Coming of Age in Macholand
Masculinity, Patriarchy, and the Search for Freedom in Indian Punjab
Coming of Age in Macholand
Masculinity, Patriarchy, and the Search for Freedom in Indian Punjab
An eye-opening anthropological examination of masculinity, violence, and transnational migration focused on present-day Punjab.
In Coming of Age in Macholand, the anthropologist and filmmaker Harjant S. Gill shows how Punjabi men in India, disillusioned by promises for power and control, contend with patriarchy: by submitting to it, attempting to transgress it, migrating to escape it, and coming undone by it. Gill takes readers deep inside men’s worlds to show how boys come of age and masculinity is produced through pervasive violence, while it is also underlined with intimacy in the form of fraternal love and homosocial bonds.

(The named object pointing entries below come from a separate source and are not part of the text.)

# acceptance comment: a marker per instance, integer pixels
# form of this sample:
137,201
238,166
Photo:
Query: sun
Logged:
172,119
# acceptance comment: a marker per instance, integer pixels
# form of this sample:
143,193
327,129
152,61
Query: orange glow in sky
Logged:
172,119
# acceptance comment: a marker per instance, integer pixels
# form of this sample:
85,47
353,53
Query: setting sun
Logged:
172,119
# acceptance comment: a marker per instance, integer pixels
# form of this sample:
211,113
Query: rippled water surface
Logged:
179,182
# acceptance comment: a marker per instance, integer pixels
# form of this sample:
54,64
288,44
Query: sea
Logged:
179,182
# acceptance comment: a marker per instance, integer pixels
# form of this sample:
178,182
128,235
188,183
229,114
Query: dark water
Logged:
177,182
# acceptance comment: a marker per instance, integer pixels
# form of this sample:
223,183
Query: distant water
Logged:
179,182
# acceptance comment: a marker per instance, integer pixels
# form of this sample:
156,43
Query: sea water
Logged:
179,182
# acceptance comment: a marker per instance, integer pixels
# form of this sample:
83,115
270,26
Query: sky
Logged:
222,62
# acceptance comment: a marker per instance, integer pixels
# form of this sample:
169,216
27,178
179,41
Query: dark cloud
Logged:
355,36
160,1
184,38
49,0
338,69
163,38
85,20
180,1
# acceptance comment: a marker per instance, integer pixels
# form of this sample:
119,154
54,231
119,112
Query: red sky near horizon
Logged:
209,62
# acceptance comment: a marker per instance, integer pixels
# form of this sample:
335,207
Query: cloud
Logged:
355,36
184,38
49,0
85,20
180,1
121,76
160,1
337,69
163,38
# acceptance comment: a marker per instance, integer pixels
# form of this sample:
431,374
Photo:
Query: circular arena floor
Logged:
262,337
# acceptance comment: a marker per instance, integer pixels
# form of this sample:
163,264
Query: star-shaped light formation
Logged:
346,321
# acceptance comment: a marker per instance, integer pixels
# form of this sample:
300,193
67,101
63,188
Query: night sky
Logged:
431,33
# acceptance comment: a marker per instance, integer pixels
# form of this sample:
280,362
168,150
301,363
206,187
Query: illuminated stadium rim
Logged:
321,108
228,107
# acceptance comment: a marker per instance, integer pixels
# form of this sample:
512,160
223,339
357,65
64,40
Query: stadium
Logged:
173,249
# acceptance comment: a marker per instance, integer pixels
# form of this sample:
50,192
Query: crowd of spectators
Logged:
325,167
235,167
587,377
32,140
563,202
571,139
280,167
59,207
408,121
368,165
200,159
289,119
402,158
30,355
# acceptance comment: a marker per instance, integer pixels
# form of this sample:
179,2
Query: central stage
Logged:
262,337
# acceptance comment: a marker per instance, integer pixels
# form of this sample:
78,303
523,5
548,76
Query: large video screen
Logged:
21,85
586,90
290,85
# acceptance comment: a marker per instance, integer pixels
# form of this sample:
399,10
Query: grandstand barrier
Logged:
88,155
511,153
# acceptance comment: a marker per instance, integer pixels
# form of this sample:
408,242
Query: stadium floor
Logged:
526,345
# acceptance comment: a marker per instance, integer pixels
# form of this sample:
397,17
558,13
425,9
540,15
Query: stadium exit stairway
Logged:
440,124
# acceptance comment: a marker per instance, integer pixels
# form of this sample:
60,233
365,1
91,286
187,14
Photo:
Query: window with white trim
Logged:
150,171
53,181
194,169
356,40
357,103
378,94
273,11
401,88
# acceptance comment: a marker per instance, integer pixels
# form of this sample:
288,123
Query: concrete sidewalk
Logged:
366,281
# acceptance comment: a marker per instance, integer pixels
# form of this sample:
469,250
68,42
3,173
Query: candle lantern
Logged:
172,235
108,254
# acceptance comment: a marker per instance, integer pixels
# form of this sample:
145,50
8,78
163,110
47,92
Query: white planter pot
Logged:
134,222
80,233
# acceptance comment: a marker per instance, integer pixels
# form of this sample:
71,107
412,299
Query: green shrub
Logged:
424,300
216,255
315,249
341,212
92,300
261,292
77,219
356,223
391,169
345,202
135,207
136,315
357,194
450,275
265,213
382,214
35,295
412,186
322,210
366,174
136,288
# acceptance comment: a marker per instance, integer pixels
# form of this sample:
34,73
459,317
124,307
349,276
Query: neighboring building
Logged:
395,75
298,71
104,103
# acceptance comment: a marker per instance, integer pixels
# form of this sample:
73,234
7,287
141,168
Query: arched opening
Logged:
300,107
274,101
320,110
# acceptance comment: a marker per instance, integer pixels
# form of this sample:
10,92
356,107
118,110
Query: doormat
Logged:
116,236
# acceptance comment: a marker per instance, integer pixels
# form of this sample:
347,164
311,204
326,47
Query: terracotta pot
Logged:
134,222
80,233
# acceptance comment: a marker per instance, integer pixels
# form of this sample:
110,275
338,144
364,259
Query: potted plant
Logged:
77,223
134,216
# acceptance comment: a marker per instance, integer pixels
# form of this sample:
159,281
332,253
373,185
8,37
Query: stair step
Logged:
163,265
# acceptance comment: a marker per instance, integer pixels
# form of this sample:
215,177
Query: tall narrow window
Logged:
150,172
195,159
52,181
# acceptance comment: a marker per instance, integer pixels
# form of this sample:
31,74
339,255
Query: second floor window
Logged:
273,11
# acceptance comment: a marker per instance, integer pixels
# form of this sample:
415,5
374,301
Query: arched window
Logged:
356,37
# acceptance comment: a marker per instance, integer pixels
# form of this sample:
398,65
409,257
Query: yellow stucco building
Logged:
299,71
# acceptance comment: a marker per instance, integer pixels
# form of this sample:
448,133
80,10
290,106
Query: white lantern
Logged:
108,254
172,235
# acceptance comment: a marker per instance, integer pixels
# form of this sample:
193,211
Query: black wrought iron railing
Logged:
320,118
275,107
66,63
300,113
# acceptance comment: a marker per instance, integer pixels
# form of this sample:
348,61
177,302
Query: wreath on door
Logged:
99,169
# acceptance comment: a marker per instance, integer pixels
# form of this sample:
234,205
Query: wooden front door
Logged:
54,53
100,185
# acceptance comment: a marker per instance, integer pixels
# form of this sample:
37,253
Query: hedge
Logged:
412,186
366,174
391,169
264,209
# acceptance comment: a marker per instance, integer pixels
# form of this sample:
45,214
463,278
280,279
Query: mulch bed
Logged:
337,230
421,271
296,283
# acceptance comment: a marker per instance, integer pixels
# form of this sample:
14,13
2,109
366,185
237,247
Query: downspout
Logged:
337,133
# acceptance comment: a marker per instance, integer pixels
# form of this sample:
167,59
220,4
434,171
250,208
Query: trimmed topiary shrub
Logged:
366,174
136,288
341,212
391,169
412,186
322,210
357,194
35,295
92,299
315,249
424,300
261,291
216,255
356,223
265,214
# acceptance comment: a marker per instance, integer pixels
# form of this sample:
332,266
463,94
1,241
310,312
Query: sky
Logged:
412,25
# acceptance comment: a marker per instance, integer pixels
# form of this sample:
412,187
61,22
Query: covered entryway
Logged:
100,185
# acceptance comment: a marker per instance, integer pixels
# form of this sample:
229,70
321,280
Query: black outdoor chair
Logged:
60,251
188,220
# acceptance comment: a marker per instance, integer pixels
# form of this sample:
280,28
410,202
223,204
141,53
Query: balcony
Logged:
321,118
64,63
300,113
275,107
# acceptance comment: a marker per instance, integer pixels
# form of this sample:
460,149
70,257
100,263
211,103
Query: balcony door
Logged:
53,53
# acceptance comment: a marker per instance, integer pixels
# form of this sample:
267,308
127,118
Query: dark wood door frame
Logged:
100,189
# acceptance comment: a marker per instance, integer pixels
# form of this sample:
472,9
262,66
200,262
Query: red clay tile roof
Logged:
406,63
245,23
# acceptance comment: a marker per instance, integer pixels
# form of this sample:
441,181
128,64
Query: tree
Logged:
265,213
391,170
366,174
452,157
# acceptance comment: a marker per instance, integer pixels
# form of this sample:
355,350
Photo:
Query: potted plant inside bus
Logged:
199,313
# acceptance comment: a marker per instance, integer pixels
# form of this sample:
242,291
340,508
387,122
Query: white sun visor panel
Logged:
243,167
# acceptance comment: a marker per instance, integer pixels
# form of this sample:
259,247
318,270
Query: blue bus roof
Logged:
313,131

Based on four years of fieldwork carried out over a decade and hundreds of interviews, Gill explores how boys learn to become men against the backdrop of patriarchal constraints, political violence, changing agrarian economies, and outward migration. He also shows the great extent to which violence is a function and a reflection of powerlessness. By exploring the development of masculinity in a society where sexuality is sanctioned exclusively through heteronormative frameworks of marriage and family, this book documents how patriarchy forecloses sexual agency and emotional autonomy. Ultimately, it offers an indictment of patriarchy as a system that not only oppresses women but also constricts men’s intimate and sexual choices.